Bagging
Bagging (Bootstrap aggregating) is a meta-algorithm introduced by Breiman [1] that generates multiple versions of a predictor and uses these to get an aggregated predictor.
The Random Subspace Method is another meta-algorithm proposed by Ho [2] that performs the same transformations as Bagging but on the feature space.
Combining these two methods is called SubBag and is designed by Pance Panov and Saso Dzeroski [3].
Here the BaggingClassifier
and the BaggingRegressor
implement the SubBag meta-estimator.
For classification, BaggingClassificationModel
uses a majority vote of the base model predictions.
It can be either soft
or hard
, using the predicted classes or the predicted probabilities of each base model.
For regression, BaggingRegressionModel
uses the average of the base model predictions.
Parameters
The parameters available for Bagging are related to the number of base learners and the randomness of the subbag method.

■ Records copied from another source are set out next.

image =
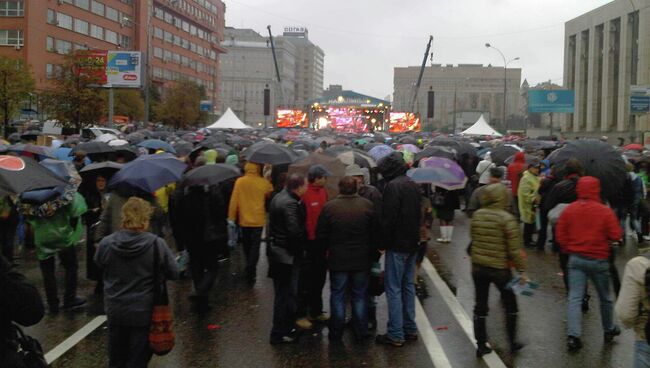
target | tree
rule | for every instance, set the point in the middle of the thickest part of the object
(16, 83)
(179, 106)
(73, 97)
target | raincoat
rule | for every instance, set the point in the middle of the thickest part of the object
(527, 193)
(247, 203)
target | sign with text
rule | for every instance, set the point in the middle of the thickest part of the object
(561, 101)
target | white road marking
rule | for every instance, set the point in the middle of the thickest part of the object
(492, 359)
(73, 340)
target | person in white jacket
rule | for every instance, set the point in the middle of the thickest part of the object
(632, 306)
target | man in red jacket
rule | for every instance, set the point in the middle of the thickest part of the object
(584, 232)
(314, 264)
(515, 169)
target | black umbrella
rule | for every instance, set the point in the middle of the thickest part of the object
(210, 175)
(500, 154)
(599, 160)
(21, 174)
(270, 153)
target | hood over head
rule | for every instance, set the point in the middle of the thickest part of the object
(495, 196)
(392, 166)
(588, 188)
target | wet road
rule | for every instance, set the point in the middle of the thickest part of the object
(235, 332)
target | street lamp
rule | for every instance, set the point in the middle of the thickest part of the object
(505, 76)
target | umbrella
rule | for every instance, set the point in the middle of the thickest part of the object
(210, 175)
(501, 153)
(157, 144)
(333, 165)
(150, 173)
(380, 152)
(270, 153)
(600, 160)
(20, 174)
(436, 151)
(441, 172)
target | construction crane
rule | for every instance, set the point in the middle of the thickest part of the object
(275, 61)
(419, 81)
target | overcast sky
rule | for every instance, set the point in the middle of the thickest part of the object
(364, 39)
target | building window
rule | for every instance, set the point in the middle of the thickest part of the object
(64, 21)
(96, 32)
(13, 8)
(83, 4)
(81, 26)
(110, 36)
(112, 14)
(63, 47)
(97, 8)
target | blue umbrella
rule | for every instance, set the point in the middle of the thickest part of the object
(157, 144)
(150, 173)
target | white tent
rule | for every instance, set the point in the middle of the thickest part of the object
(229, 121)
(481, 127)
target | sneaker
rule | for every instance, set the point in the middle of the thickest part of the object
(75, 303)
(304, 324)
(610, 335)
(384, 339)
(574, 343)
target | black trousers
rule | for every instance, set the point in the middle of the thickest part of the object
(68, 258)
(251, 239)
(313, 273)
(128, 346)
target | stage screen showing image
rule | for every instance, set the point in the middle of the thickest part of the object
(403, 122)
(291, 119)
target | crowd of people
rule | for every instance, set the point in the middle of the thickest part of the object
(136, 239)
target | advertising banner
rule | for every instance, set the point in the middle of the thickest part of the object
(560, 101)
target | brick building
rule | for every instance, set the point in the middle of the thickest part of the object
(184, 39)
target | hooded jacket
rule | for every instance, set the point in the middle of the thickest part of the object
(587, 226)
(515, 169)
(126, 260)
(247, 203)
(495, 232)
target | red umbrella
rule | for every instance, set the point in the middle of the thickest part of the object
(634, 147)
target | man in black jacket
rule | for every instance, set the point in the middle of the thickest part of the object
(345, 228)
(21, 303)
(400, 238)
(286, 238)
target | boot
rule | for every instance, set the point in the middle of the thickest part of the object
(480, 333)
(511, 328)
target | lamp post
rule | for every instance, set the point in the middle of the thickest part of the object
(505, 80)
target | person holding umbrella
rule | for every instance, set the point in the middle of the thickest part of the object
(247, 207)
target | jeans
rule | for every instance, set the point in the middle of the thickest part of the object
(284, 303)
(251, 238)
(358, 285)
(641, 354)
(68, 258)
(597, 270)
(400, 293)
(128, 346)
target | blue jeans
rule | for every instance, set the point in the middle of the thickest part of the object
(400, 294)
(339, 281)
(641, 354)
(597, 270)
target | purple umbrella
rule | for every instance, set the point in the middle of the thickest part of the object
(441, 172)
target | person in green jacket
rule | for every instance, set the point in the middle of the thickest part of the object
(58, 235)
(528, 195)
(495, 248)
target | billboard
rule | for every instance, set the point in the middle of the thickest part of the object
(403, 122)
(291, 119)
(113, 68)
(551, 101)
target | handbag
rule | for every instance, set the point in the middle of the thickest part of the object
(26, 349)
(161, 332)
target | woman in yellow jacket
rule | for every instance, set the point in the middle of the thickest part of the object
(248, 208)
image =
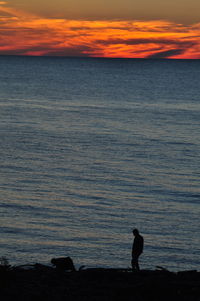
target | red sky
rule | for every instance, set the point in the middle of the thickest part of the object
(26, 32)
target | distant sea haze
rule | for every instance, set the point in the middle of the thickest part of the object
(92, 148)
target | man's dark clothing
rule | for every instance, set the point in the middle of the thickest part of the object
(137, 250)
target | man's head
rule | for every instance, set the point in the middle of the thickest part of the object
(135, 232)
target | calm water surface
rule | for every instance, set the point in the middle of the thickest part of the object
(89, 149)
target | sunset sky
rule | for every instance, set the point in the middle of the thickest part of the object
(100, 28)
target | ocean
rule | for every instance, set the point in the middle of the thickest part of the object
(92, 148)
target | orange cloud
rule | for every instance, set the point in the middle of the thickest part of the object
(25, 34)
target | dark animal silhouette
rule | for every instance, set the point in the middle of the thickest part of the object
(63, 264)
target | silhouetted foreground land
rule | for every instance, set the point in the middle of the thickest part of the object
(46, 283)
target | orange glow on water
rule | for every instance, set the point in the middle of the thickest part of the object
(25, 34)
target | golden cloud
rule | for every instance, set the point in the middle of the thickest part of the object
(25, 34)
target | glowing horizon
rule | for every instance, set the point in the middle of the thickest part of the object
(23, 33)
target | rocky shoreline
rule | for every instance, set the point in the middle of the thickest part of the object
(38, 281)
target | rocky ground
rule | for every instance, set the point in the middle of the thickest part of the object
(46, 283)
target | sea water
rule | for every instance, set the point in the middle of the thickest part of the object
(92, 148)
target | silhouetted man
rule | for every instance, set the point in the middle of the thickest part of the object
(137, 249)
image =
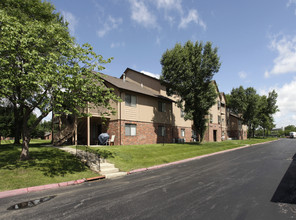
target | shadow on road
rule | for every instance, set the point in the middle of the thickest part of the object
(286, 191)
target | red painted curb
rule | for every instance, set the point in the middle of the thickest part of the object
(95, 178)
(193, 158)
(13, 192)
(38, 188)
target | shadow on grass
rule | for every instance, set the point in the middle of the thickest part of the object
(102, 153)
(50, 161)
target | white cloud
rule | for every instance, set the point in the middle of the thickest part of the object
(242, 74)
(286, 103)
(291, 2)
(170, 5)
(157, 76)
(158, 41)
(71, 19)
(141, 14)
(111, 24)
(117, 44)
(192, 17)
(285, 62)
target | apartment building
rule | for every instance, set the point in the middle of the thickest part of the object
(146, 115)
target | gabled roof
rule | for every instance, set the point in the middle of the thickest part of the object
(129, 69)
(129, 86)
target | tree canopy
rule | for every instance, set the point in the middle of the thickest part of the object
(42, 67)
(256, 110)
(187, 71)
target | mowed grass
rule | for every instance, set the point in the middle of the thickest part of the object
(131, 157)
(47, 165)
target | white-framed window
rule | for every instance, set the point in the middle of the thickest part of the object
(182, 132)
(161, 131)
(130, 100)
(182, 113)
(130, 129)
(161, 106)
(211, 118)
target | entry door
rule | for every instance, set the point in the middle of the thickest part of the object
(215, 135)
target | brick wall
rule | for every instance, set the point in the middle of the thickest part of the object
(146, 133)
(209, 133)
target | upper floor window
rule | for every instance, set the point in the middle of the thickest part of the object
(161, 131)
(219, 104)
(182, 113)
(182, 132)
(130, 129)
(161, 106)
(130, 100)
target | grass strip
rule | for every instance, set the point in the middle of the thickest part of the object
(131, 157)
(47, 165)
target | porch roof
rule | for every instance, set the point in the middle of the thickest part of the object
(133, 87)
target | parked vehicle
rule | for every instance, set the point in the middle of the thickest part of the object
(292, 134)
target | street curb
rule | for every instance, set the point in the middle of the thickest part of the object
(193, 158)
(38, 188)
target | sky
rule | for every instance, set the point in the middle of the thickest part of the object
(256, 39)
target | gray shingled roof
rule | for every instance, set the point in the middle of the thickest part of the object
(129, 86)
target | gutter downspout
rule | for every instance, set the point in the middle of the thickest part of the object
(120, 119)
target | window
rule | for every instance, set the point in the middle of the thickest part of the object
(161, 131)
(130, 100)
(161, 106)
(182, 113)
(219, 104)
(130, 130)
(182, 132)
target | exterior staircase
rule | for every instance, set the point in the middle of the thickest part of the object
(96, 164)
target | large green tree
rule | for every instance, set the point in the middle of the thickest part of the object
(41, 66)
(256, 110)
(187, 71)
(6, 121)
(267, 108)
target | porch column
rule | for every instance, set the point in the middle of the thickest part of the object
(75, 131)
(88, 127)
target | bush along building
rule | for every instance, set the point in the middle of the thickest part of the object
(146, 115)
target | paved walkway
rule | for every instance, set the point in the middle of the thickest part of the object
(96, 164)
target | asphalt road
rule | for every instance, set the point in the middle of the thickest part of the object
(258, 182)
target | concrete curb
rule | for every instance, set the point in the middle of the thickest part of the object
(38, 188)
(193, 158)
(15, 192)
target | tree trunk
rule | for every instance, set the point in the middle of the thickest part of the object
(25, 149)
(17, 124)
(17, 134)
(25, 146)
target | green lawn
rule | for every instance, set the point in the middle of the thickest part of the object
(47, 165)
(131, 157)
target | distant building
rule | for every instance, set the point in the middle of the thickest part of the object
(146, 116)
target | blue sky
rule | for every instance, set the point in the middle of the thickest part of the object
(256, 40)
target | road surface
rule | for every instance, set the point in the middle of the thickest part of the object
(258, 182)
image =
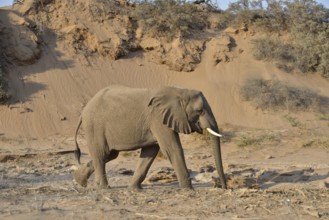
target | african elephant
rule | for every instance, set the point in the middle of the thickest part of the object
(119, 118)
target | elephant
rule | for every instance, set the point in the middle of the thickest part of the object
(119, 118)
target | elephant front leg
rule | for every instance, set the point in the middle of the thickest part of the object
(82, 175)
(147, 157)
(171, 146)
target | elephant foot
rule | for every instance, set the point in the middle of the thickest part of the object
(80, 178)
(82, 174)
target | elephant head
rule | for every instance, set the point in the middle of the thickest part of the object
(186, 111)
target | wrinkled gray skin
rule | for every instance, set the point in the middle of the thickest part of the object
(119, 118)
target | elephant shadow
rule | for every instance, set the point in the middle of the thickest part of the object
(264, 179)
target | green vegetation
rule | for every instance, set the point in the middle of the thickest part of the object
(169, 18)
(274, 95)
(294, 122)
(256, 140)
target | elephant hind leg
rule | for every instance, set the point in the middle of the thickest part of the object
(82, 175)
(100, 169)
(147, 157)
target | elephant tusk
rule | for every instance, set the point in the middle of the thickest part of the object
(214, 133)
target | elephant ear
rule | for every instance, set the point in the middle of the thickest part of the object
(170, 107)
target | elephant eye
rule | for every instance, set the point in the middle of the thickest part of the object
(199, 111)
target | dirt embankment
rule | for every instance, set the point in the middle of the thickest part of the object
(62, 52)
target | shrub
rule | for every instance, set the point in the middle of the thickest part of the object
(256, 140)
(169, 18)
(273, 94)
(303, 23)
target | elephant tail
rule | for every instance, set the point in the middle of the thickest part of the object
(77, 151)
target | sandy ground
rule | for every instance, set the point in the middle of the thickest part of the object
(284, 174)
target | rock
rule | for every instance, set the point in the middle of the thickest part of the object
(163, 175)
(124, 171)
(231, 30)
(207, 168)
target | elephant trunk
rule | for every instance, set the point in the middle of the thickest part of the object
(215, 142)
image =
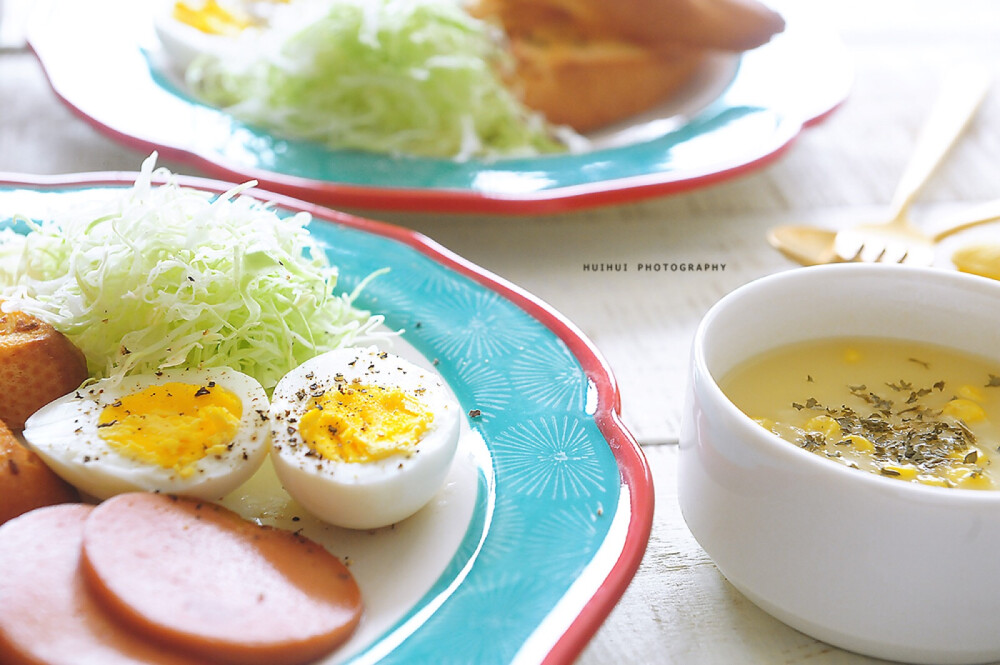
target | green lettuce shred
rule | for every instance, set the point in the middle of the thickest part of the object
(168, 276)
(405, 77)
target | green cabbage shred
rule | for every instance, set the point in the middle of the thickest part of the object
(162, 276)
(404, 77)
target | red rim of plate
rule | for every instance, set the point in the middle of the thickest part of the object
(546, 202)
(632, 464)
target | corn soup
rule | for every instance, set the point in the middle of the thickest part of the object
(904, 410)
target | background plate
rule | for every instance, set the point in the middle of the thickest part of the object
(100, 58)
(565, 500)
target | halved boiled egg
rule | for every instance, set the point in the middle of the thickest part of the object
(362, 438)
(197, 432)
(220, 28)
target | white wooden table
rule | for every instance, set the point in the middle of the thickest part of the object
(679, 609)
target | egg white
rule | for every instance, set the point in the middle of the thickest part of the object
(362, 495)
(64, 434)
(183, 44)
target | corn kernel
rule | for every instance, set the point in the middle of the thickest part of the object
(936, 481)
(766, 423)
(860, 442)
(901, 471)
(824, 425)
(965, 410)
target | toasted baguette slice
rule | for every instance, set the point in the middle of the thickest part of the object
(591, 85)
(25, 482)
(723, 25)
(37, 365)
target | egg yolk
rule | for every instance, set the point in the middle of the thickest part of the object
(211, 18)
(362, 423)
(173, 425)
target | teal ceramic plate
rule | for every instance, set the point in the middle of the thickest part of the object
(101, 58)
(562, 501)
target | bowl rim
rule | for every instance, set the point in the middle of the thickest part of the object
(773, 445)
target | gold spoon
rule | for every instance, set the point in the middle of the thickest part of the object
(812, 245)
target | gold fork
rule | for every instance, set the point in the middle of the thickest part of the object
(897, 241)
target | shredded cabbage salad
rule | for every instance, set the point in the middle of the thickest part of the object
(166, 276)
(413, 77)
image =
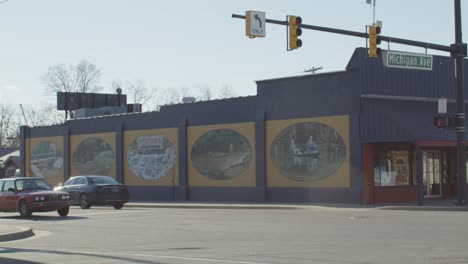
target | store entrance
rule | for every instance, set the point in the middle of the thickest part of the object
(432, 173)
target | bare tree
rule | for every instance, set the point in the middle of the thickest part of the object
(226, 92)
(83, 77)
(87, 77)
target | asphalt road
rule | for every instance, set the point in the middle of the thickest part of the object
(240, 236)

import org.apache.spark.ml.classification.{BaggingClassifier, DecisionTreeClassifier}
import org.apache.spark.ml.regression.{BaggingRegressor, DecisionTreeRegressor}
new BaggingClassifier()
.setBaseLearner(new DecisionTreeClassifier()) //Base learner used by the meta-estimator.
.setNumBaseLearners(10) //Number of base learners.
.setSubsampleRatio(0.8) //Ratio sampling of examples.
.setReplacement(true) //Samples drawn with replacement or not.
.setSubspaceRatio(0.8) //Ratio sampling of features.
.setVotingStrategy("soft") //Soft or Hard majority vote.
.setParallelism(4) //Number of base learners trained simultaneously.
new BaggingRegressor()
.setBaseLearner(new DecisionTreeRegressor()) //Base learner used by the meta-estimator.
.setNumBaseLearners(10) //Number of base learners.
.setSubsampleRatio(0.8) //Sampling ratio of examples.
.setReplacement(true) //Samples drawn with replacement or not.
.setSubspaceRatio(0.8) //Sampling ratio of features.
.setParallelism(4) //Number of base learners trained simultaneously.